As well as attending most sessions in Montejaque, I also went to Ronda for the Saturday night session. Performed in the open-air Greek-style theatre, Auditorio Blas Infante, with its stunning mountain backdrop and the setting sun, this was a spectacle and a half. The acoustics were perfect and the atmosphere was buzzing.

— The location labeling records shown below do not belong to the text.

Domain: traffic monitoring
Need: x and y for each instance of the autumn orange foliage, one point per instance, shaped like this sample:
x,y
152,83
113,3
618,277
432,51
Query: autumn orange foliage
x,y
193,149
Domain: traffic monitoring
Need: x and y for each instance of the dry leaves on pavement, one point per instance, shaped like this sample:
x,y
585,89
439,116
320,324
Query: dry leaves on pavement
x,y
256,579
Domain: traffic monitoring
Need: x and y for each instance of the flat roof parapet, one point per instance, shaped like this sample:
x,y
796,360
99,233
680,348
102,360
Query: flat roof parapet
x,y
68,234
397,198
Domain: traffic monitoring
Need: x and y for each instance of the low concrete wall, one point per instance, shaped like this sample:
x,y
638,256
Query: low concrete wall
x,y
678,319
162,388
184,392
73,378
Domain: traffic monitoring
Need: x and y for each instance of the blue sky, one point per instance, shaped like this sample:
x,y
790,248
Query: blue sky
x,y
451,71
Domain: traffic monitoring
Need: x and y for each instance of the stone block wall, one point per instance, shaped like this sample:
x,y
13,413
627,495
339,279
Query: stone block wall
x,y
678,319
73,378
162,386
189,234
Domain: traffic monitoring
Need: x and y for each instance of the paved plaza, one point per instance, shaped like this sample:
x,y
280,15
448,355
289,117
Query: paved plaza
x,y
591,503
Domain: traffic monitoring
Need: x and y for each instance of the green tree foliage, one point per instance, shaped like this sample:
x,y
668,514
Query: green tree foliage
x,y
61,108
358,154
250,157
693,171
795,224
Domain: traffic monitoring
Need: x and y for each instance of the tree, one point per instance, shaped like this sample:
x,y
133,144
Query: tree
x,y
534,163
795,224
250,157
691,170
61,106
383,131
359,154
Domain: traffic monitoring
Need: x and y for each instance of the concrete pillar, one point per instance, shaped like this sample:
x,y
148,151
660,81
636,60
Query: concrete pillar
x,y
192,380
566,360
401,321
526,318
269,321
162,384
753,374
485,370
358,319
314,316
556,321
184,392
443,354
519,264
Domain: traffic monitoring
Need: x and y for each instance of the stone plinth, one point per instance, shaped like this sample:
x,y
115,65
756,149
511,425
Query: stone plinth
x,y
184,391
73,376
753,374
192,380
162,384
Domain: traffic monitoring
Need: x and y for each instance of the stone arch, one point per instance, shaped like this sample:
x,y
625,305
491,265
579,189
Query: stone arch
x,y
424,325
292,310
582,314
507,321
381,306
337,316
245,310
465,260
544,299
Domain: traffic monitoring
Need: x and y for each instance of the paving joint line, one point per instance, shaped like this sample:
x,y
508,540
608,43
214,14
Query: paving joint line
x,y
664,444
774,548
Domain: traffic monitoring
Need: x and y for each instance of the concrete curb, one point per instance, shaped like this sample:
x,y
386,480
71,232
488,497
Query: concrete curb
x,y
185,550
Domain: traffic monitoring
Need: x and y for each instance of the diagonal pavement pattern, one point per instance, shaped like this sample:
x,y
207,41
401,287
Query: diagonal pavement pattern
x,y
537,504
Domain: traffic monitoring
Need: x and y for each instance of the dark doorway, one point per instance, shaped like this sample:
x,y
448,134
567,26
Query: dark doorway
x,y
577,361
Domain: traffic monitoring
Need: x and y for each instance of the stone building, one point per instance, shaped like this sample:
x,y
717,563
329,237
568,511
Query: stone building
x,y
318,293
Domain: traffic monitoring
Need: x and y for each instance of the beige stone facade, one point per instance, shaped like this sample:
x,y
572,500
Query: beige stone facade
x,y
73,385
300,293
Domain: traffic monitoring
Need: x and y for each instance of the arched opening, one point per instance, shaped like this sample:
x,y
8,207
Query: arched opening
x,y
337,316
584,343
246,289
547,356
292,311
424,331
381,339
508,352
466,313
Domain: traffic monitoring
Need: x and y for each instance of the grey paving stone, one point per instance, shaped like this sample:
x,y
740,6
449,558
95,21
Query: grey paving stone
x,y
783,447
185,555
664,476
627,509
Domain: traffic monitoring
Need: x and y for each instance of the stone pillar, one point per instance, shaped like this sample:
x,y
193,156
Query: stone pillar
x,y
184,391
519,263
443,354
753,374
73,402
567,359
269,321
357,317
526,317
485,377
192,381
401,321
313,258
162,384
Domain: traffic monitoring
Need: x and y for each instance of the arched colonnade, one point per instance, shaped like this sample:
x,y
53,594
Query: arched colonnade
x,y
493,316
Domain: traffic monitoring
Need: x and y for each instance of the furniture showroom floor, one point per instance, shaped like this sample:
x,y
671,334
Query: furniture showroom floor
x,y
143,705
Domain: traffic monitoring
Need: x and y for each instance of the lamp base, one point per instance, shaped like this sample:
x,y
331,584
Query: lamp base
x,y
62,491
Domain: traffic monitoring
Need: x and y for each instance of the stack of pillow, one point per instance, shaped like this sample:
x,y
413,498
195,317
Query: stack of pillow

My personal favourite bands were, in alphabetical order, Blueroomess (Barcelona), Civas (Madrid), The Del Valle Trustees (Austin), Donovan Keith (Austin), The History Department (Austin), Robin Mordecai (Austin), Sefo (Cadiz), Los Widowmakers (Madrid), and two acts which were totally different, Country and Western duo The Chisum Cattle Company (Madrid) and Jack King Noir, a solo Blues slide guitarist from Finland. There were several jam sessions where musicians who didn’t know each other played remarkable music together. During the final jam session in Montejaque , there was a guest appearance by 14-year-old Diego from England on guitar and drums. We hope he’ll be back next year.


Paul Whitelock

The Culture Vulture is a retired former languages teacher, school inspector and translator, who emigrated to the Serranía de Ronda in 2008, where he lives with his second wife, Rita. He spends his time between Montejaque and Ronda listening to live music, doing DIY, gardening, writing and managing his portfolio of holiday rentals.